Chris Bailey conducted a year of productivity experiments on himself from May 2013 to May 2014. A recent business school graduate, Bailey immersed himself in productivity research and interviewed productivity gurus from around the world to come up with his experiments, recording all of his findings in a blog. By the end of the year, his musings had been read over one million times by people from almost every country. He wrote a book about the experience, The Productivity Project, which became a bestseller. Now a productivity guru in his own right, he is a writer, coach, workshop facilitator and speaker.
Follett-Campbell: Why did you decide to do a year of productivity experiments on yourself originally?

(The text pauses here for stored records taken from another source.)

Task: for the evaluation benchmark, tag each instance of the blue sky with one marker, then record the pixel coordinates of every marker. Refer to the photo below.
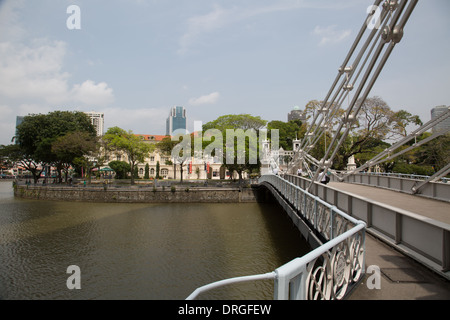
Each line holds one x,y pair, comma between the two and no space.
135,59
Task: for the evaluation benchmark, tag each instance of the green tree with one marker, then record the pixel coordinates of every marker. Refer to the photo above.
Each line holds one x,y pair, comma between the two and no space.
75,148
147,171
178,147
37,133
136,150
240,145
121,168
288,132
157,170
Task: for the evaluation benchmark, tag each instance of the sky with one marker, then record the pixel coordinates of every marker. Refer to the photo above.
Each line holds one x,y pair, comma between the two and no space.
135,59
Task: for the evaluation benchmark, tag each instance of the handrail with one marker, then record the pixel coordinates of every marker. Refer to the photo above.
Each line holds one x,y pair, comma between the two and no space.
321,273
214,285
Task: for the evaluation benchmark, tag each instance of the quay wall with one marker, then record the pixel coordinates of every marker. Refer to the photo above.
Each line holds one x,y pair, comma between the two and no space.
141,195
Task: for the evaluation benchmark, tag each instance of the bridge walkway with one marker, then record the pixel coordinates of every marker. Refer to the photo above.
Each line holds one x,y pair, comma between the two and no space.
433,209
402,278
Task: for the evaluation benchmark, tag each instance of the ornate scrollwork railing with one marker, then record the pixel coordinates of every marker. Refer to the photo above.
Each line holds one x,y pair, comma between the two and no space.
326,273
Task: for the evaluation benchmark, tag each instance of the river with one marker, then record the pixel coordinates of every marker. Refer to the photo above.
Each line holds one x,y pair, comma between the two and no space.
139,251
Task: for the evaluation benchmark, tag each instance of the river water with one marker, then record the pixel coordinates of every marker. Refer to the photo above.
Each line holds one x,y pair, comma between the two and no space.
139,251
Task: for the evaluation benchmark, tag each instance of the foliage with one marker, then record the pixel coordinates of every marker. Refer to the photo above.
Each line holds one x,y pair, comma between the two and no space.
37,134
288,132
243,155
147,171
121,168
136,149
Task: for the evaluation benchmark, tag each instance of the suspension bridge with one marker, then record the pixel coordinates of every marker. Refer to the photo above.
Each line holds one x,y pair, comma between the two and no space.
348,224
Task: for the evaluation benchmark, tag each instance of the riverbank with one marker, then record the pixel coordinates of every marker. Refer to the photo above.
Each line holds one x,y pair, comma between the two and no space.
137,194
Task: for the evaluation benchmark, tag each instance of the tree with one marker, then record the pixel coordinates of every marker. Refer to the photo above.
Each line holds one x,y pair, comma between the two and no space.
136,150
121,168
180,151
74,148
288,132
37,133
375,124
157,170
147,171
240,147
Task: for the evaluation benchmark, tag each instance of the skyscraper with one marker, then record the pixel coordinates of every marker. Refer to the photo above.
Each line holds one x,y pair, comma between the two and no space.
98,121
19,120
437,112
176,122
296,114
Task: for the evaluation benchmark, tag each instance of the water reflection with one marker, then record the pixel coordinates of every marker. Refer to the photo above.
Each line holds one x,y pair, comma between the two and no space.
139,251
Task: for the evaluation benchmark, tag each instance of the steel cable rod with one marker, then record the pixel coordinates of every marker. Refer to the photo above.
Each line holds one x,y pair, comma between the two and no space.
344,64
390,37
344,93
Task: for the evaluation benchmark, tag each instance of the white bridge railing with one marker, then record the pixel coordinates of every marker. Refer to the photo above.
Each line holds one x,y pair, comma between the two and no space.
327,272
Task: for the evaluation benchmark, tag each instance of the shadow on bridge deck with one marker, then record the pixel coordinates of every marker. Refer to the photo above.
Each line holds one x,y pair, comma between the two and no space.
433,209
402,278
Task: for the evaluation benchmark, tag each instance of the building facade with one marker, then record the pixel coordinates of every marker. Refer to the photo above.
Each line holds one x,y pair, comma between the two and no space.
176,122
98,121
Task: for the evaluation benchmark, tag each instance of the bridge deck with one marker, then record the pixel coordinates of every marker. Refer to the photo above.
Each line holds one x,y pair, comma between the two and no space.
402,278
433,209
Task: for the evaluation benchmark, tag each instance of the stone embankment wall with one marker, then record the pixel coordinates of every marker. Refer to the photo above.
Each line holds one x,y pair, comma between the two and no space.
141,195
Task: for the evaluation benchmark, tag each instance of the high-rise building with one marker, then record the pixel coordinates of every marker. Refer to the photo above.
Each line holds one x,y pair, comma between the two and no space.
19,120
437,112
98,121
176,122
296,114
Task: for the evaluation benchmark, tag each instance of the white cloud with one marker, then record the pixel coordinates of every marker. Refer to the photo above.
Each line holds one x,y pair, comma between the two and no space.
330,35
141,121
207,99
201,24
35,73
90,93
32,80
220,17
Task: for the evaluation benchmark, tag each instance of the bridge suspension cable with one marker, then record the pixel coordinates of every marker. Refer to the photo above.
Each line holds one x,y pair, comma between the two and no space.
370,52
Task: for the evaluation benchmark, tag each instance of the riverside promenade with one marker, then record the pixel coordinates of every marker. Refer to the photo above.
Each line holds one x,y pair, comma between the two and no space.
402,278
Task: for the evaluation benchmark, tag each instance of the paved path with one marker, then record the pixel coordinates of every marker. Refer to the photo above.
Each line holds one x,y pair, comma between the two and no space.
434,209
402,278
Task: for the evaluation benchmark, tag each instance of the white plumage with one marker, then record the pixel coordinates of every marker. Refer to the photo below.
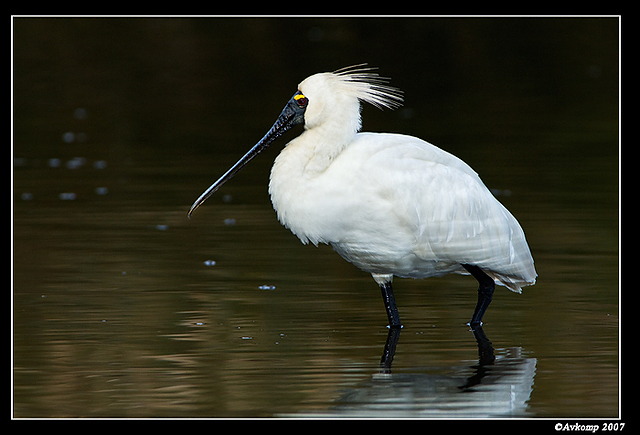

Chris Bailey: It is kind of weird, isn’t it? The impetus for the project was that productivity has been a curiosity of mine for more than a decade. When I graduated university several years ago, I received three full-time job offers, but I thought if ever there was a time to explore something that I was naturally curious about, it was then. I declined the job offers to conduct a year of productivity experiments on myself. I looked at all the research on performance in a workplace-type environment and interviewed some of my favorite experts in the productivity space. It was really a burning curiosity that motivated me to start the project.
Why is productivity such an interesting subject for you?
I find it fascinating that we don’t all accomplish the same amount throughout the day. We each get 24 hours to be productive and live a meaningful life. There are some people who seem to accomplish so much more in those hours. They are more focused, they have more energy, they work more deliberately and with intention. There are some of us who work on autopilot mode, and we’re busy, but we accomplish very little. I think I have always been curious about this: what makes the most productive people tick?